Lo que la humanidad puede aprender del Japón de posguerra
Karlos Alastruey
Cineasta y Profesor Titular de la Universidad Pública de Navarra
El ganador del premio Pulitzer, John W. Dower, es el autor de Embracing defeat (Abrazar la derrota), un impresionante libro sobre Japón tras su derrota en la Segunda Guerra Mundial. Las lecciones que Dower extrae de la traumática experiencia de la sociedad japonesa en los años inmediatamente posteriores a la capitulación del Emperador y la asunción de que el país que habían imaginado invencible estaba, de hecho, completamente derrotado, no son peculiares de Japón. La gran virtud de la obra de Dower consiste en ofrecer aprendizajes sobre la naturaleza humana que van más allá de lo meramente anecdótico o de la retórica nacional.
Se ha afirmado reiteradamente que los ataques atómicos sobre Hiroshima y Nagasaki adelantaron en mucho la capitulación de Japón y el final de la guerra. Pero si se estudia objetivamente la situación material y sociológica del país en los meses anteriores a los citados ataques, desapasionadamente podría afirmarse que Japón poco más era capaz de soportar antes de llegar al total colapso económico y social.
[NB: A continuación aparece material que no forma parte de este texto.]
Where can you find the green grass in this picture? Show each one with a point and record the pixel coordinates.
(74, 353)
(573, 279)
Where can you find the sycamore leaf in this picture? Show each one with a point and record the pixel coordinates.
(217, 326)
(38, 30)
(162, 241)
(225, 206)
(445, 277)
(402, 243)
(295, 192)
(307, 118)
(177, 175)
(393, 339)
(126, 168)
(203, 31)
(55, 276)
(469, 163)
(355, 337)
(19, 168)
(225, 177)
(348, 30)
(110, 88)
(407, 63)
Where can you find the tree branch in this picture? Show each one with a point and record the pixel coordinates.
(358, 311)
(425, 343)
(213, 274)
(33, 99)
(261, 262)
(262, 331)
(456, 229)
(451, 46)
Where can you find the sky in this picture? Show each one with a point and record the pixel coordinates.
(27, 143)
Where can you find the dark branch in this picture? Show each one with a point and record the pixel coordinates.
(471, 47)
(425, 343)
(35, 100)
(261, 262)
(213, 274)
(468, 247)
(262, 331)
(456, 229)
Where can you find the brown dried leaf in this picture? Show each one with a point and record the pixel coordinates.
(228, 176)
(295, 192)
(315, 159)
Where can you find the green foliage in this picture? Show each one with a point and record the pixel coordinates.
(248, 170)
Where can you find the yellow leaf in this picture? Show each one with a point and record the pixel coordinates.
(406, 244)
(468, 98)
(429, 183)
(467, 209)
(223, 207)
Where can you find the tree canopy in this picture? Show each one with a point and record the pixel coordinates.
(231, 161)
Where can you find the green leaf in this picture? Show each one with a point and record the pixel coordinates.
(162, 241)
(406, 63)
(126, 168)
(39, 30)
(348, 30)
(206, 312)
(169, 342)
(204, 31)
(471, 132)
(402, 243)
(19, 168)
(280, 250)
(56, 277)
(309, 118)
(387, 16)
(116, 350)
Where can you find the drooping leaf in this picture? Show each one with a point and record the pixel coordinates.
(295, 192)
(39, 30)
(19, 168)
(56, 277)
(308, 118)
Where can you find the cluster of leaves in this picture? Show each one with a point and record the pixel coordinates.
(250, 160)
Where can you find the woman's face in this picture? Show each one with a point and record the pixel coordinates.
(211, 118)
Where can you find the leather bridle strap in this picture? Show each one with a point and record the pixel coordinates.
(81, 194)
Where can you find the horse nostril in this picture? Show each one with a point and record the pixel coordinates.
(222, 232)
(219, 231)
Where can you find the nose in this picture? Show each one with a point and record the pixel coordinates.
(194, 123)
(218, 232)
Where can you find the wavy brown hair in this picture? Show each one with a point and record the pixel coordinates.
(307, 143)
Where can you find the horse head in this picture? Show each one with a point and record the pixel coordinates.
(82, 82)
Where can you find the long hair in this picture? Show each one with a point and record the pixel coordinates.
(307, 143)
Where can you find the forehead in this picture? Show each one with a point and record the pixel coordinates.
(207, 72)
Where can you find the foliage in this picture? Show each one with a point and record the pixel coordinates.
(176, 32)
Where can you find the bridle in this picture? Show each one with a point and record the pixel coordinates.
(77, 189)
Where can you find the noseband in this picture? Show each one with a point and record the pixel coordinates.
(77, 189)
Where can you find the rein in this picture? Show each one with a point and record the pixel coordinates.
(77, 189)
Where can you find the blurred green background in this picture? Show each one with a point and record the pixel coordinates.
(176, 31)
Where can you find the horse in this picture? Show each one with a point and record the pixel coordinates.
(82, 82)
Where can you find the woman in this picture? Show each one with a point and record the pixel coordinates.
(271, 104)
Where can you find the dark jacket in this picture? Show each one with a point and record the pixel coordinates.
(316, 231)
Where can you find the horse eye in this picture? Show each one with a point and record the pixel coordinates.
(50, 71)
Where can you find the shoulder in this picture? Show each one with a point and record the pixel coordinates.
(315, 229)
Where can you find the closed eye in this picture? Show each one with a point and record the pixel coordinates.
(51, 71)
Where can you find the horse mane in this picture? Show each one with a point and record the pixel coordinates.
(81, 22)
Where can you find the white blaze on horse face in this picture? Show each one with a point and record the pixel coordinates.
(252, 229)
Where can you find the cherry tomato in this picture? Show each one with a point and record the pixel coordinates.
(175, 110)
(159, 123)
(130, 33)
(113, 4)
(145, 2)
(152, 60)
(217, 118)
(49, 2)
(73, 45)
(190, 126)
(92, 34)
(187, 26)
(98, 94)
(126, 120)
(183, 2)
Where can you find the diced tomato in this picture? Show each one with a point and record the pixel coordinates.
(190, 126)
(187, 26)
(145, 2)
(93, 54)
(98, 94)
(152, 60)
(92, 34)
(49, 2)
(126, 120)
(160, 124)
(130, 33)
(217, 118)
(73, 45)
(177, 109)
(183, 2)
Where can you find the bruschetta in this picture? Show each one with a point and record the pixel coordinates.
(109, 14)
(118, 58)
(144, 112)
El general Douglas MacArthur fue nombrado Comandante Supremo de las fuerzas aliadas que ocuparon Japón tras el final de la Segunda Guerra Mundial. Dichas fuerzas estaban compuestas por un contingente de 250.000 soldados, en su inmensa mayoría estadounidenses. A pesar de la agenda de democratización «desde arriba» que crearon los administradores estadounidenses, uno de los aspectos más perniciosos de la ocupación fue que los pueblos asiáticos que más habían sufrido los despiadados ataques del Japón imperial (chinos, coreanos, indonesios y filipinos) no tuvieron ningún papel relevante ni influencia en el país derrotado.
No es posible establecer un paralelismo con la situación por la que pasó Alemania en esa misma época. Para los vencedores, la ocupación de una Alemania derrotada no contaba con nada del exotismo que representaba Japón. Se trataba de que hombres blancos que se veían involucrados en una misión cristiana ejercieran el control total sobre una sociedad pagana, oriental. El otrora poderosísimo enemigo japonés resultaba ahora miniaturizado y, en palabras de Dower, «el pueblo conquistado no era sino una sombra marginal en el nuevo escenario global».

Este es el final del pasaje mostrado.